Genesis 1 and Exodus 19, A Canonical Connection

by Mar 24, 2009Culture, Exegesis, Theology

Do you find yourself baffled by the Old Testament? You want to apply it to your life, but many passages seem impenetrable and the lessons you hear drawn from others just don’t ring true?

One idea I was taught in seminary that has begun to yield some rich results for me is that of biblical theology (BT)—or I could also say worldview. That’s because a rounded BT itself constitutes a worldview (see Wolters, 9). It answers the questions of why we’re all here and where we’re all going.

One of the most basic ideas of a Christian worldview, and one of the ideas that holds a sound BT together from Eden to New Earth, is that God’s original purpose for mankind was not revoked after the fall. God revealed that design in the programmatic passage of Genesis 1:

Then God said, “Let us make man in our image, after our likeness. And let them have dominion over the fish of the sea and over the birds of the heavens and over the livestock and over all the earth and over every creeping thing that creeps on the earth.”

So God created man in his own image,
in the image of God he created him;
male and female he created them.

And God blessed them. And God said to them, “Be fruitful and multiply and fill the earth and subdue it and have dominion over the fish of the sea and over the birds of the heavens and over every living thing that moves on the earth.”

What does BT draw from this passage for a Christian worldview?

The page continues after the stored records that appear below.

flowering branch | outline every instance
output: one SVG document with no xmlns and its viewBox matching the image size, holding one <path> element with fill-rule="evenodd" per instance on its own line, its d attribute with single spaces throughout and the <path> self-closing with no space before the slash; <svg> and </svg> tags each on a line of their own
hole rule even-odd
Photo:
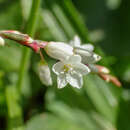
<svg viewBox="0 0 130 130">
<path fill-rule="evenodd" d="M 33 40 L 29 35 L 22 34 L 15 30 L 0 31 L 0 36 L 6 39 L 16 41 L 17 43 L 27 46 L 33 49 L 36 53 L 40 51 L 40 48 L 44 48 L 47 42 L 40 40 Z"/>
<path fill-rule="evenodd" d="M 80 45 L 81 41 L 77 36 L 70 42 L 70 45 L 63 42 L 33 40 L 27 34 L 14 30 L 0 31 L 0 36 L 14 40 L 40 54 L 42 62 L 39 64 L 39 77 L 42 83 L 46 85 L 51 85 L 52 79 L 49 67 L 40 49 L 44 49 L 50 57 L 60 60 L 52 68 L 53 72 L 58 76 L 58 88 L 63 88 L 68 83 L 73 87 L 81 88 L 83 85 L 82 76 L 90 72 L 98 74 L 103 80 L 112 82 L 118 87 L 121 86 L 120 81 L 109 74 L 108 68 L 95 64 L 101 59 L 101 56 L 93 52 L 94 47 L 91 44 Z M 46 76 L 47 73 L 49 74 L 48 77 Z"/>
</svg>

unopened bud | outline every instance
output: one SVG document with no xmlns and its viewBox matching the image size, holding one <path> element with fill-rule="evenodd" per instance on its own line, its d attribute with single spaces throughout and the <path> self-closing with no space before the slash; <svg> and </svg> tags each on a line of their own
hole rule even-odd
<svg viewBox="0 0 130 130">
<path fill-rule="evenodd" d="M 52 85 L 51 72 L 47 63 L 40 62 L 38 65 L 38 75 L 41 82 L 46 86 Z"/>
<path fill-rule="evenodd" d="M 99 73 L 109 74 L 110 70 L 104 66 L 96 65 Z"/>
<path fill-rule="evenodd" d="M 2 37 L 0 37 L 0 46 L 4 46 L 5 45 L 5 41 Z"/>
<path fill-rule="evenodd" d="M 65 60 L 73 55 L 73 48 L 63 42 L 49 42 L 44 49 L 50 57 L 58 60 Z"/>
</svg>

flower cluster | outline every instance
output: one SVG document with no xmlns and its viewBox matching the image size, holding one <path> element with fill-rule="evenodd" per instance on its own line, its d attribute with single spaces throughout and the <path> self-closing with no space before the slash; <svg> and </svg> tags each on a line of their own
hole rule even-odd
<svg viewBox="0 0 130 130">
<path fill-rule="evenodd" d="M 52 67 L 52 71 L 57 75 L 58 88 L 64 88 L 67 84 L 75 88 L 81 88 L 83 86 L 83 76 L 90 72 L 98 74 L 107 82 L 113 82 L 115 85 L 121 86 L 119 80 L 110 75 L 106 67 L 96 65 L 96 62 L 101 60 L 101 56 L 93 52 L 94 46 L 89 43 L 81 44 L 78 36 L 75 36 L 69 43 L 45 42 L 33 40 L 27 34 L 15 30 L 7 30 L 0 31 L 0 46 L 5 45 L 4 38 L 14 40 L 40 54 L 41 62 L 38 64 L 38 75 L 41 82 L 46 86 L 52 85 L 52 77 L 41 49 L 44 49 L 51 58 L 58 60 Z"/>
<path fill-rule="evenodd" d="M 75 36 L 70 44 L 50 42 L 44 49 L 50 57 L 60 60 L 52 67 L 53 72 L 57 75 L 58 88 L 63 88 L 68 83 L 72 87 L 81 88 L 83 76 L 90 73 L 94 64 L 101 59 L 93 52 L 93 45 L 81 45 L 78 36 Z"/>
</svg>

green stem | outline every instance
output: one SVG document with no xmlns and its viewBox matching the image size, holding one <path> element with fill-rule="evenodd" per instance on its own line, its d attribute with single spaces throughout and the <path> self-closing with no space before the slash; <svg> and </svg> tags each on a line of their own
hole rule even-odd
<svg viewBox="0 0 130 130">
<path fill-rule="evenodd" d="M 40 0 L 33 0 L 29 20 L 26 26 L 26 33 L 29 34 L 31 37 L 33 37 L 35 33 L 39 8 L 40 8 Z M 28 70 L 30 57 L 31 57 L 31 50 L 25 47 L 23 49 L 17 87 L 15 86 L 6 87 L 5 94 L 8 108 L 9 130 L 24 130 L 23 117 L 22 117 L 23 112 L 22 107 L 20 105 L 21 87 L 23 85 L 24 77 Z"/>
<path fill-rule="evenodd" d="M 30 16 L 29 16 L 27 26 L 25 29 L 26 33 L 30 35 L 31 37 L 34 36 L 35 30 L 36 30 L 36 23 L 37 23 L 38 15 L 39 15 L 40 1 L 41 0 L 33 0 L 32 8 L 30 11 Z M 19 91 L 21 91 L 21 88 L 24 82 L 24 77 L 28 71 L 28 67 L 30 64 L 30 57 L 31 57 L 31 50 L 24 47 L 21 64 L 20 64 L 19 79 L 18 79 L 18 84 L 17 84 Z"/>
</svg>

  • God wanted man to image Him—something that is and isn’t happening in every one of us. It is happening, because all men are created in God’s image whether they believe in the God of that image or not (Gen. 9:6; Jas. 3:9). It isn’t happening to a full degree because only in Christ can we better approximate that image (Col. 3:10; Eph. 4:24).
  • God wanted man to have dominion over all animals and over all the earth. That includes domains of culture: economics, politics, art.
  • God wanted man to produce many offspring, filling the earth.
  • God wanted man to “subdue” the earth, a word most commonly used to refer to enslaving or subjugating.
  • God wanted man to have dominion, something only God, the sovereign, can bestow.

Now to my title. Let’s connect this passage to the famous programmatic statement God gave Israel in Exodus 19:4–6:

You yourselves have seen what I did to the Egyptians, and how I bore you on eagles’ wings and brought you to myself. Now therefore, if you will indeed obey my voice and keep my covenant, you shall be my treasured possession among all peoples, for all the earth is mine; and you shall be to me a kingdom of priests and a holy nation.

Now read this statement in light of Genesis 1 and God’s original purpose for man. God intended Israel to be “priests”; that is, they were supposed to mediate God’s presence to other nations. They were supposed to image God, as Genesis 1 commanded, to the heathen. Israel was (and is) all part of God’s plan, revealed right after the fall, to redeem the world. (A friend of mine wrote his dissertation on this topic.)

When you read the Bible, can you trace threads like these from beginning to end? If not, vast portions of the Old Testament will not make sense to you. You will be tempted to moralize—to command obedience without grace. You will be tempted to spiritualize—to invest insignificant details (like David’s five smooth stones) with spiritual meaning. To understand the OT rightly, you have to keep the whole story in mind.